We're on our way down Nepean Sound towards the Estevan Group.  Mike and Susie on the Selene 50 Seeker recommend anchoring in these Islands, so we will see.  No more salmon fishing stops until we consume what's aboard.  Alex cleans the crab and fires up the convection hot plate with seasoned, boiling water.  Soon the aroma of cooking Dungeness filled the air.  Lori spent a long afternoon harvesting crab meat.

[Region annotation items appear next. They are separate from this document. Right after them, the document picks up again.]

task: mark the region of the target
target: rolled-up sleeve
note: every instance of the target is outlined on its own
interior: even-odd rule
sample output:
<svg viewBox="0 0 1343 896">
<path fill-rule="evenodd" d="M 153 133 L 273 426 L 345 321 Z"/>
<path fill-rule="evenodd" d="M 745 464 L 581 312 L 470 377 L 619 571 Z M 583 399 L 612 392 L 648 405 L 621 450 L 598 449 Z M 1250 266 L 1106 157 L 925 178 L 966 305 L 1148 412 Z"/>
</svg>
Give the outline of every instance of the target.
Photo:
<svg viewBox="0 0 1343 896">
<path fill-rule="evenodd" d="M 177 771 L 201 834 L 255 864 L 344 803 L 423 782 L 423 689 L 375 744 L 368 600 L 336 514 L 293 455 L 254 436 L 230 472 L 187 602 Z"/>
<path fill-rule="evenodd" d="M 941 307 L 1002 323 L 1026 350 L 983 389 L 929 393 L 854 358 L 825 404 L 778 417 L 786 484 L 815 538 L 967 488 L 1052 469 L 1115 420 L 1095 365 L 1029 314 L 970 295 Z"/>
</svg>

Yes the crab were around and a few crawled into our pot.
At 1PM we entered the Estevan Group along the SE end of Trutch Island.  We followed along Gillespie Channel a couple miles up to Tennant Island, looking for a protected anchorage, and set our anchor due S or Tennant.  The breeze was up, making wind wavelets across our spot and causing the boat to sail a bit, so after lunch we decided to move East to Campania Island and McMicking Inlet, one of our favorites. We set our crab cages again hoping for some overnight action on the sea floor.

Estevan Group was too windy for the Wild Blue crew,
so we moved across the Sound to McMicking Inlet.

August 21, 2015: McMicking Inlet to Klemtu, then Rescue Bay

At 8:30AM we harvested yet even more crabs, then turned south towards the bottom of Laredo Channel.  We will eventually cross Laredo Sound and enter Meyers Passage stopping in the village of Klemtu.  We hope to "borrow" some wifi Internet from a generous Villager that leaves his router unprotected.  Our crew needs an Internet fix.  By 3:30PM we made Klemtu, connected and drifted around in front of the town Googling, emailing and wifi calling.

The seiner Christian S lead us into Klemtu.
After our fix, we crossed Finlayson Channel, through Jackson Pass and into Rescue Bay for the evening.

1 comment:

  1. Your blog posts are just fabulous. I have cruised these waters a few times, but we haven't really been "cruising," more like transiting. Looks just fantastic. Thanks for sharing.